Machine learning for semantic visual SLAM

Finished: 2020-05-31

BSc assignment

The flourishing research on aerial robotics conducted in the last decade has progressively matured a growing interest towards the study of unmanned aerial vehicles (UAVs) actively interacting with the surrounding environment, giving birth to the novel branch of aerial physical interaction, often also referred to as aerial manipulation. In this context, examples of use-case applications to be accomplished include the contact-based inspection and maintenance of sensible sites and infrastructures.

A fundamental step for autonomous interactive aerial robots is to be able to perceive the environment they will interact with. Achieving consistent and repeatable interaction behavior requires prior knowledge of the environment’s geometric properties, which is not suitable for autonomous robots in unstructured scenarios. A solution for that is combining computer vision and machine learning techniques with interaction control techniques.

In the context of the SPECTORS project, cf. https://spectors.eu/wordpress/, at the Robotics and Mechatronics (RAM) research group at the University of Twente, we have already developed a fully-actuated multi-rotor aerial vehicle which can be controlled in all the directions of its configuration space, thus achieving a partial decoupling of the robot dynamics. Such property has been demonstrated to be particularly useful for the accomplishment of aerial physical interaction tasks.
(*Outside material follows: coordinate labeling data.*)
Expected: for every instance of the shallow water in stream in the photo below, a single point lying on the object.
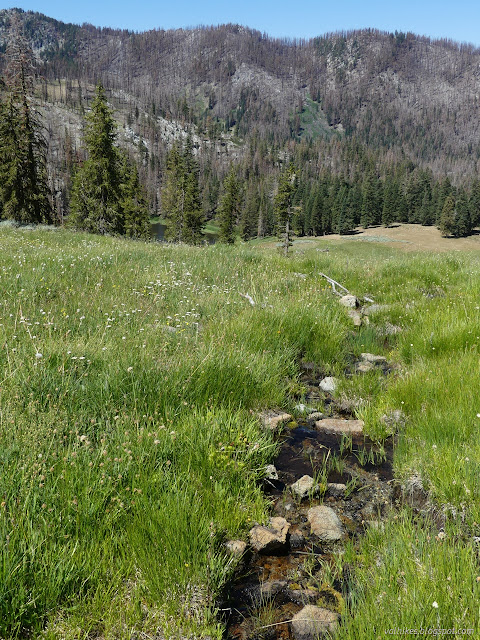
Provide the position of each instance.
(268, 590)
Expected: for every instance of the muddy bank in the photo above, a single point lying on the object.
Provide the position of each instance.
(352, 477)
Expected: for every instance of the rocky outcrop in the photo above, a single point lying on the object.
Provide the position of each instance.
(313, 622)
(304, 487)
(325, 523)
(270, 540)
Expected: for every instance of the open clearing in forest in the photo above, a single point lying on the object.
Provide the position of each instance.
(132, 375)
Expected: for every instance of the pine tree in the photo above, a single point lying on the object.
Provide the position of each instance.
(474, 203)
(447, 218)
(369, 200)
(24, 192)
(181, 203)
(390, 202)
(228, 208)
(193, 210)
(106, 193)
(251, 217)
(463, 222)
(283, 205)
(96, 195)
(136, 216)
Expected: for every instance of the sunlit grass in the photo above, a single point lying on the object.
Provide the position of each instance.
(130, 380)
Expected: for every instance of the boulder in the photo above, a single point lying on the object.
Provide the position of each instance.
(316, 415)
(364, 367)
(357, 317)
(336, 489)
(272, 539)
(271, 472)
(304, 487)
(325, 523)
(349, 301)
(312, 622)
(328, 384)
(297, 539)
(302, 596)
(236, 547)
(373, 359)
(376, 308)
(339, 426)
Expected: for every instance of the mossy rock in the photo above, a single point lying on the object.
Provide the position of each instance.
(331, 599)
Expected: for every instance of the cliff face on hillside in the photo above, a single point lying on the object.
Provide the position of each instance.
(343, 102)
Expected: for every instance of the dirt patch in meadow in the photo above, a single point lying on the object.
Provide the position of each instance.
(405, 237)
(413, 237)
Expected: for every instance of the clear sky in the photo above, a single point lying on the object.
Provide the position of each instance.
(455, 19)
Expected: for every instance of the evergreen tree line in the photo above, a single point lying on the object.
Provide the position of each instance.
(106, 194)
(259, 196)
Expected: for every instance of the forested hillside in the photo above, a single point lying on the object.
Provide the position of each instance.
(380, 127)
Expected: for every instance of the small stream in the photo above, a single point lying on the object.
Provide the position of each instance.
(158, 233)
(356, 477)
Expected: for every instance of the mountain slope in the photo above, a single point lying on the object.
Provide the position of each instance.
(396, 92)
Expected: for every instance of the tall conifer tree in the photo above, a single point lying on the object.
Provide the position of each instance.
(106, 194)
(24, 191)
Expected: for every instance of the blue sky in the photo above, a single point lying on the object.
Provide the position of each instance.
(459, 20)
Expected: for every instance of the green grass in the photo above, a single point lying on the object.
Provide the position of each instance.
(131, 377)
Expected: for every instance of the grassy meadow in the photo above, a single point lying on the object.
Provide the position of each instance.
(131, 379)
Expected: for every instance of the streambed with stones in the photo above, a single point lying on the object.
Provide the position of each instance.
(327, 485)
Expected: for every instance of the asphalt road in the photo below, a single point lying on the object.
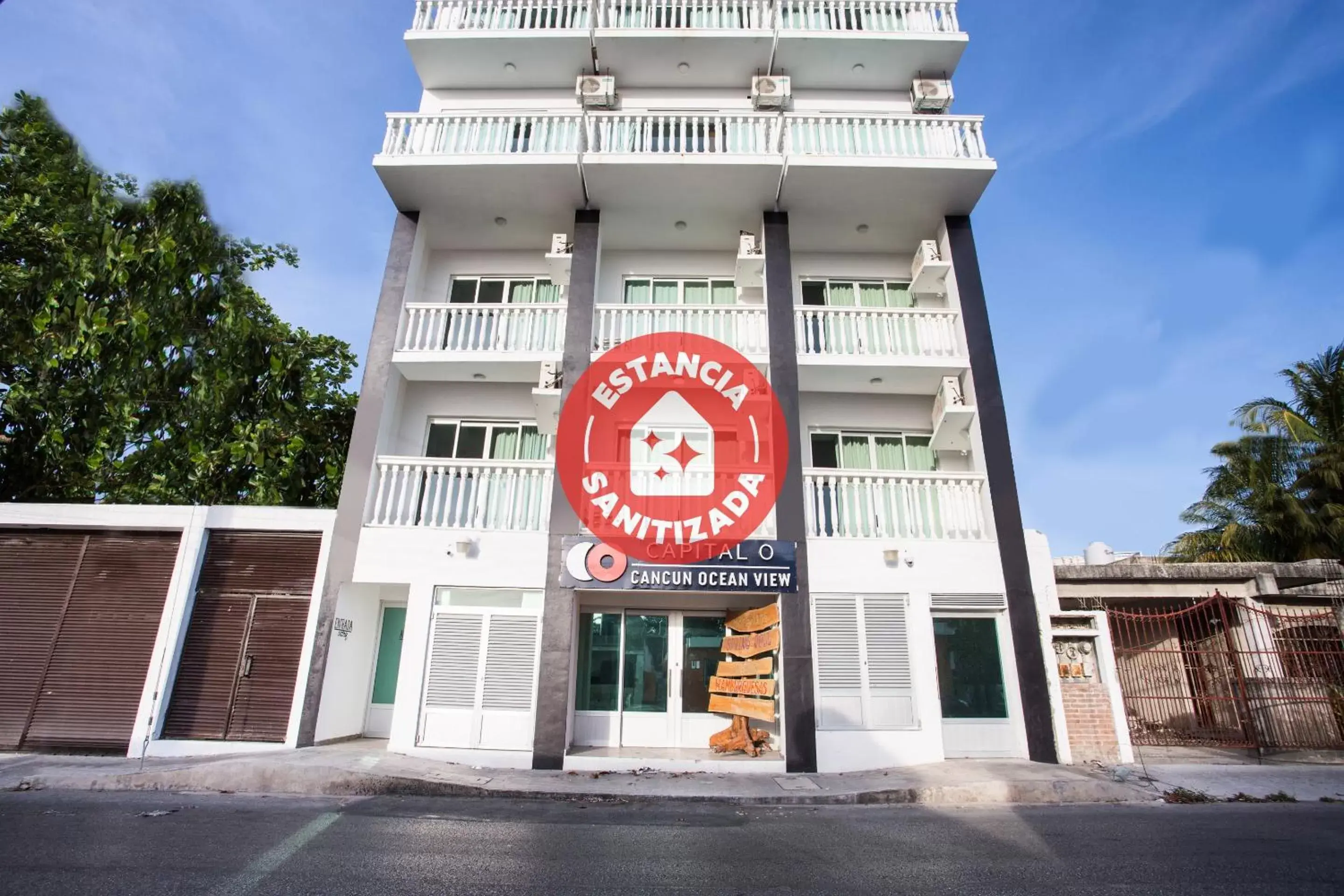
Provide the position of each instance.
(65, 843)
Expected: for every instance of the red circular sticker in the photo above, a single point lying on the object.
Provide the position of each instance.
(672, 448)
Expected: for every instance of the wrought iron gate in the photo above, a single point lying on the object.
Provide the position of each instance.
(1225, 672)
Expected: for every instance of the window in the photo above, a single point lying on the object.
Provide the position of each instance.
(845, 293)
(499, 291)
(680, 292)
(476, 440)
(848, 450)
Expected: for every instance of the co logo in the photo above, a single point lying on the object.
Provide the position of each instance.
(588, 562)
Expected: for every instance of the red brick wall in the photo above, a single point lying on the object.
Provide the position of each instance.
(1092, 731)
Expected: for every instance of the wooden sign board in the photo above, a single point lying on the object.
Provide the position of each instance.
(749, 645)
(746, 668)
(756, 620)
(763, 710)
(748, 687)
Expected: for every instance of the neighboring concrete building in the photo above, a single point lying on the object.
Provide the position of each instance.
(784, 178)
(156, 630)
(1245, 656)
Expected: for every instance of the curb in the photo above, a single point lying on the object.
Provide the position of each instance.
(318, 781)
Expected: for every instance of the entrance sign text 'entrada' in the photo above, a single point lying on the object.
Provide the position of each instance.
(752, 566)
(671, 448)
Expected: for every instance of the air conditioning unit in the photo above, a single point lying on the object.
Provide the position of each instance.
(558, 260)
(546, 398)
(770, 92)
(596, 92)
(931, 94)
(952, 418)
(750, 269)
(929, 272)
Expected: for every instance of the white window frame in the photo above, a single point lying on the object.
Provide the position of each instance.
(873, 448)
(490, 436)
(680, 291)
(509, 280)
(888, 282)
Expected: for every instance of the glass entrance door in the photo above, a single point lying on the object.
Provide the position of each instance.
(658, 693)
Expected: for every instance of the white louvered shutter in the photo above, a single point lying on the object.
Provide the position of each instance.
(839, 667)
(510, 663)
(455, 661)
(888, 663)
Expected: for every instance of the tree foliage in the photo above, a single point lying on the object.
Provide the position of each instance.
(1277, 493)
(143, 366)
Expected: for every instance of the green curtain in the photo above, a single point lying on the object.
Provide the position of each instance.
(504, 445)
(665, 292)
(898, 296)
(636, 292)
(532, 447)
(547, 293)
(920, 455)
(697, 292)
(873, 296)
(890, 453)
(840, 294)
(854, 453)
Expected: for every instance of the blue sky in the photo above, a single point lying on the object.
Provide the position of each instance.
(1166, 231)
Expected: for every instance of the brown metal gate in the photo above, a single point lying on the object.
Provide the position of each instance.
(78, 617)
(240, 663)
(1225, 672)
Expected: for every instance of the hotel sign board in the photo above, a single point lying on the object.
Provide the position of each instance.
(750, 567)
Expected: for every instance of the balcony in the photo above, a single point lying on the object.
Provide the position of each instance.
(742, 327)
(502, 343)
(898, 175)
(905, 350)
(857, 504)
(464, 43)
(497, 496)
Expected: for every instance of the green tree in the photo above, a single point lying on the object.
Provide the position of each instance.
(1277, 492)
(143, 366)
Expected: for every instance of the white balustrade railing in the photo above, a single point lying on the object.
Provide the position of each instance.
(703, 135)
(502, 15)
(862, 504)
(886, 136)
(883, 16)
(890, 332)
(467, 135)
(690, 135)
(511, 496)
(741, 327)
(925, 16)
(482, 328)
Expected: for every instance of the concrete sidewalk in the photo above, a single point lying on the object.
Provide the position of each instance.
(367, 769)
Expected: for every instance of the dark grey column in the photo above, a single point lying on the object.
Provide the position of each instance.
(553, 691)
(1003, 492)
(800, 723)
(359, 461)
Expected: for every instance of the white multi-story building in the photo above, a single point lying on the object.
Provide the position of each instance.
(785, 176)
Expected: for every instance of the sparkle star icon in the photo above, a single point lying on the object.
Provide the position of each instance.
(683, 453)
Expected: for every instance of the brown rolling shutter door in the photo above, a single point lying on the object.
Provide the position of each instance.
(37, 573)
(97, 672)
(240, 664)
(271, 671)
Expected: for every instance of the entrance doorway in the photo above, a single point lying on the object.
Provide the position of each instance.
(387, 661)
(644, 679)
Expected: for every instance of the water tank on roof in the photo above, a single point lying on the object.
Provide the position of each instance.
(1099, 554)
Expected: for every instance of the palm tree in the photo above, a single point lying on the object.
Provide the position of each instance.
(1277, 493)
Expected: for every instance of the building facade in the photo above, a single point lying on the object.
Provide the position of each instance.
(785, 178)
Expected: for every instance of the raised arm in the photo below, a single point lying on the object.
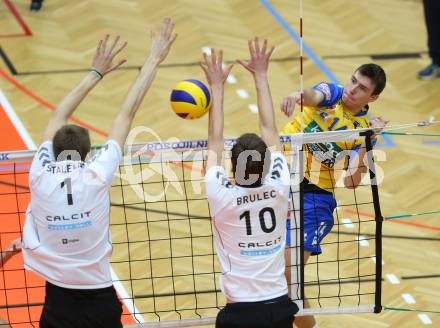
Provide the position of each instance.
(216, 76)
(356, 168)
(102, 64)
(160, 46)
(258, 66)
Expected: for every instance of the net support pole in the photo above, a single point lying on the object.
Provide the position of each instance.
(378, 218)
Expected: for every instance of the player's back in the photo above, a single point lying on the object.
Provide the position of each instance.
(66, 234)
(250, 232)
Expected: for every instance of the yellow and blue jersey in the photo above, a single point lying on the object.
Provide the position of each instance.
(329, 115)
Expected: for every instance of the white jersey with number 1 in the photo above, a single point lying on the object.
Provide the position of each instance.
(66, 235)
(250, 232)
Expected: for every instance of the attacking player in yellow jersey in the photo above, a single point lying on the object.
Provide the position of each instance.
(331, 107)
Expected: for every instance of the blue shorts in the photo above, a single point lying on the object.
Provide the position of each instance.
(318, 220)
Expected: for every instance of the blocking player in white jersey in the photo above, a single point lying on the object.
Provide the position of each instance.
(66, 237)
(249, 216)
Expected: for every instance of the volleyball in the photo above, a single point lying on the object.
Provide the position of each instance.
(190, 99)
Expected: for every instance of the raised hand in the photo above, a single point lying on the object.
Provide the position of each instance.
(259, 61)
(13, 248)
(288, 103)
(103, 60)
(161, 43)
(213, 68)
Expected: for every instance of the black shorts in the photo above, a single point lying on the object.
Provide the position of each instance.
(275, 313)
(81, 308)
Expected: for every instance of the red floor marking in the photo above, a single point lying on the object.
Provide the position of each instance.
(16, 14)
(368, 215)
(49, 105)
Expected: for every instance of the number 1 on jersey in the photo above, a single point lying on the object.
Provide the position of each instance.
(68, 183)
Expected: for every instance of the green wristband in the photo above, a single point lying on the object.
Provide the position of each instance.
(97, 73)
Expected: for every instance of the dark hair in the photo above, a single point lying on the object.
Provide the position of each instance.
(71, 138)
(251, 142)
(376, 74)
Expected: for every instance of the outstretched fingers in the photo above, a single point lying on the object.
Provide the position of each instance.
(115, 41)
(114, 54)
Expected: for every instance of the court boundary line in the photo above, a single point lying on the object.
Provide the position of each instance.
(13, 10)
(16, 122)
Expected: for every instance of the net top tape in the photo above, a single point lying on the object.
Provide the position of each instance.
(153, 149)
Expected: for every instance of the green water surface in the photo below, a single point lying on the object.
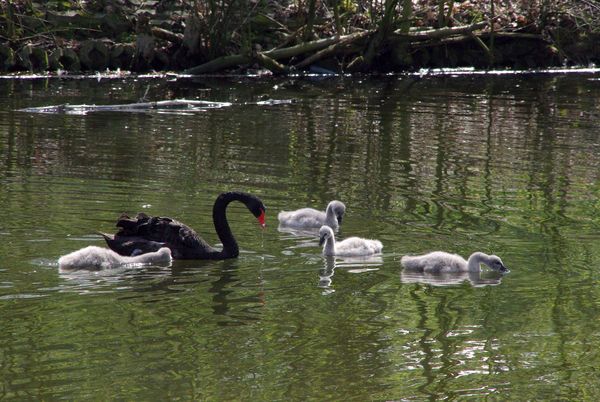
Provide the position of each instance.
(502, 164)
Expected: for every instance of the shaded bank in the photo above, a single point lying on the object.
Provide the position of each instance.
(279, 37)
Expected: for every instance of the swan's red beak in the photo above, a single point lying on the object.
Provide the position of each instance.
(261, 219)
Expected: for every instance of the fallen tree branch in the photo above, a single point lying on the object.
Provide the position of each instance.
(276, 54)
(473, 36)
(439, 33)
(173, 37)
(332, 49)
(327, 47)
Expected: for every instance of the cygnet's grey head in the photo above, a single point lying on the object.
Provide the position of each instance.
(495, 263)
(338, 208)
(324, 233)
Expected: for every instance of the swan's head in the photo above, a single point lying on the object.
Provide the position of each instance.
(495, 263)
(256, 206)
(325, 233)
(338, 209)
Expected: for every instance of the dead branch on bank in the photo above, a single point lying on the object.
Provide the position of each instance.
(328, 47)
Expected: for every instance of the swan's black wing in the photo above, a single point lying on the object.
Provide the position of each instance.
(183, 241)
(131, 245)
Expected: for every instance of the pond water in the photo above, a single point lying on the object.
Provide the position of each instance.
(508, 165)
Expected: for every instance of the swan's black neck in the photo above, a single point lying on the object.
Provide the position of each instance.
(230, 246)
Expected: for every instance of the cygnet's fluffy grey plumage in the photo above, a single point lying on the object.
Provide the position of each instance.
(352, 246)
(311, 218)
(439, 261)
(97, 258)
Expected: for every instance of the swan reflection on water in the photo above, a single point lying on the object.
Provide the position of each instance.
(477, 279)
(353, 265)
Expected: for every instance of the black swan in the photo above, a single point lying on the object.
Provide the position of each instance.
(146, 233)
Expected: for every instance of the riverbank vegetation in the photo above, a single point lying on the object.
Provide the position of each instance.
(214, 36)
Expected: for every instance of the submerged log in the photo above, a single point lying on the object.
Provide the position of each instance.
(176, 104)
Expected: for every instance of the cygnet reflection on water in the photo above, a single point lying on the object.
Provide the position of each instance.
(353, 265)
(476, 279)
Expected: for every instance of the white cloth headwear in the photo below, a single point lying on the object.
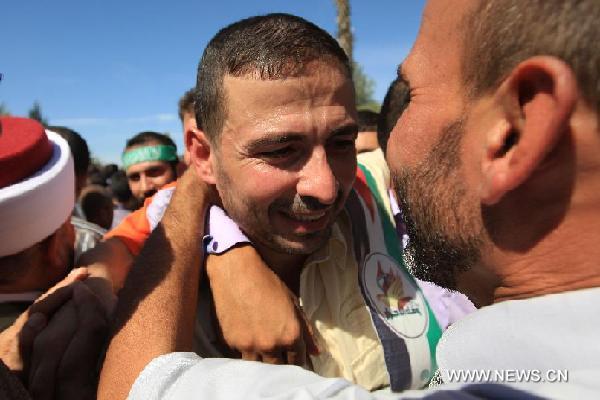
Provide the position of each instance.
(37, 206)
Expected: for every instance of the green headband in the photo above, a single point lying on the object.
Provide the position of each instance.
(149, 153)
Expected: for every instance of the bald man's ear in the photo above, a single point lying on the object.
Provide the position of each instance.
(201, 155)
(537, 100)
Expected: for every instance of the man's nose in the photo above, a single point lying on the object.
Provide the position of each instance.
(317, 179)
(146, 183)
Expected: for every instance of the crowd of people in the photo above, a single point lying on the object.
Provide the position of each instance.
(445, 247)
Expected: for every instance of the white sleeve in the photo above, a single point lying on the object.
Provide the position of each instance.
(187, 376)
(183, 376)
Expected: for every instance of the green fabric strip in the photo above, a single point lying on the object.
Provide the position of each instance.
(392, 243)
(149, 153)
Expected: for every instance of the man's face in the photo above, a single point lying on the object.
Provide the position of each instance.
(432, 153)
(286, 160)
(147, 177)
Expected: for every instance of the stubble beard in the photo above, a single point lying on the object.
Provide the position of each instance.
(445, 235)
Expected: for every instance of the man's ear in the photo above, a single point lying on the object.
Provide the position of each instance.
(201, 155)
(537, 100)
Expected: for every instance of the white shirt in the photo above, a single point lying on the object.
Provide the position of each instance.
(555, 332)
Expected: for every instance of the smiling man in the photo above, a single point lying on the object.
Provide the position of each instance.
(276, 104)
(496, 162)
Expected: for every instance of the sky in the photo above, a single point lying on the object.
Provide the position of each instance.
(110, 69)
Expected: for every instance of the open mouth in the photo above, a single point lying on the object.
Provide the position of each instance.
(306, 222)
(306, 217)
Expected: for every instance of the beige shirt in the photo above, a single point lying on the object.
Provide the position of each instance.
(332, 300)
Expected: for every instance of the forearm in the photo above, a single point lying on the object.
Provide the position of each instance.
(156, 308)
(110, 259)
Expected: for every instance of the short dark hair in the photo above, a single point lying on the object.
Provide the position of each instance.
(395, 101)
(499, 34)
(367, 121)
(78, 146)
(147, 137)
(269, 47)
(186, 103)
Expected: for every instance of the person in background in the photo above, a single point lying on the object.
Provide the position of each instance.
(495, 162)
(123, 200)
(98, 206)
(187, 116)
(87, 233)
(150, 162)
(53, 324)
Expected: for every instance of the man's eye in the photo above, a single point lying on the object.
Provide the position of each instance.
(279, 153)
(342, 145)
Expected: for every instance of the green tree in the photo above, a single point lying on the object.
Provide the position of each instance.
(35, 112)
(364, 86)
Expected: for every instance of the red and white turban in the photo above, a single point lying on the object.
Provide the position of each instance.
(37, 184)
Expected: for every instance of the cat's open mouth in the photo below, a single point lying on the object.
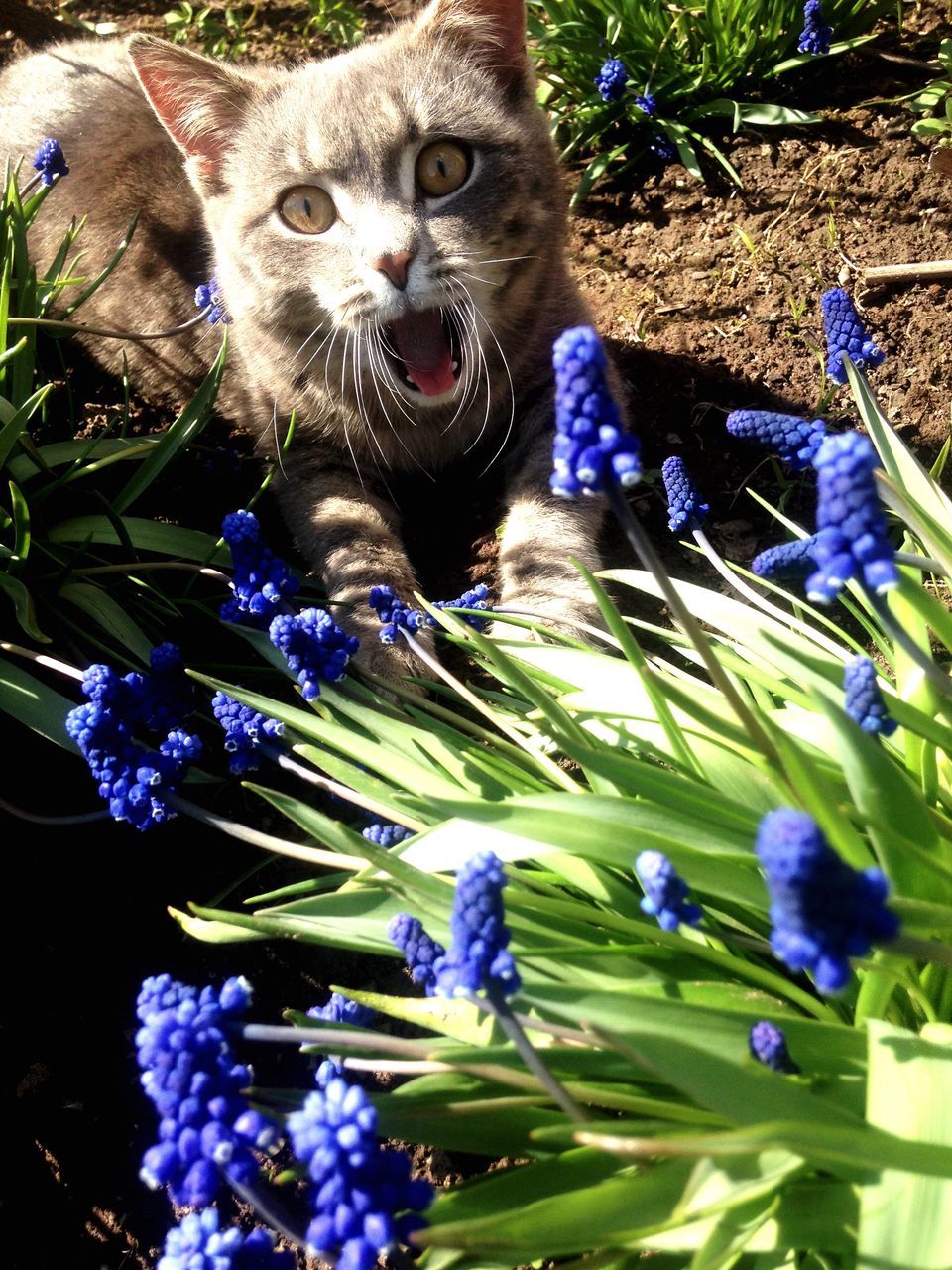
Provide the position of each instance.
(422, 352)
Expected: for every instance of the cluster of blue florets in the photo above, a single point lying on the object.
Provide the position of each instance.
(50, 162)
(611, 79)
(395, 615)
(365, 1199)
(769, 1046)
(135, 780)
(862, 698)
(420, 951)
(208, 296)
(198, 1243)
(190, 1075)
(846, 334)
(665, 892)
(261, 579)
(382, 834)
(590, 451)
(851, 538)
(785, 561)
(315, 648)
(794, 440)
(245, 730)
(685, 508)
(815, 37)
(823, 911)
(477, 956)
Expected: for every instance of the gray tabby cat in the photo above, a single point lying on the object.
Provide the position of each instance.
(388, 229)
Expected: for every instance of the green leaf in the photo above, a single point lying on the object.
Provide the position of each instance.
(182, 431)
(904, 1218)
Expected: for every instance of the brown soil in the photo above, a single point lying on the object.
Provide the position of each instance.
(710, 299)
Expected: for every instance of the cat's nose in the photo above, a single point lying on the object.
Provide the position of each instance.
(395, 264)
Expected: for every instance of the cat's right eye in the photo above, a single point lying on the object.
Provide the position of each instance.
(307, 209)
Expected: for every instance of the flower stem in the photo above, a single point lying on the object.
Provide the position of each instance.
(499, 1007)
(255, 838)
(139, 336)
(272, 1213)
(344, 792)
(651, 559)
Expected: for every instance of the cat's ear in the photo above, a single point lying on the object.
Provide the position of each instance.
(198, 100)
(492, 31)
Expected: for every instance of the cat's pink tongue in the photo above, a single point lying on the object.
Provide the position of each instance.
(424, 349)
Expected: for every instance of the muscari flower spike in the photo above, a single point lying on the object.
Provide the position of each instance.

Thanks to an energy-based interaction controller previously developed, we are able to perform the contact inspection of surfaces whose geometric model is known a priori. Recently, we are focusing our attention to the fulfillment of autonomous interaction tasks with unknown objects. Thanks to the integration of visual sequential localization and mapping (V-SLAM) algorithms like, e.g., ORB-SLAM2, our aerial robot can be controlled to scan the environment and produce a point cloud (PCL) of the object of interest. However, at the current status, the selection of the bounding box for the interaction target is manually selected by the user.

The goal of this BSc thesis assignment is to integrate machine techniques with V-SLAM algorithms to achieve a semantic segmentation of the environment and possibly, the automatic detection of the target, once the employed algorithms have been trained with objects of the same class. In the first phase of the internship, the candidate will study the state of the art in order to identify the most promising techniques that could be employed to solve this problem. In the second phase, the goal of the candidate will be to integrate the chosen algorithm(s) in our interaction framework. A comparison of the performance of the algorithms in different scenarios is also envisioned.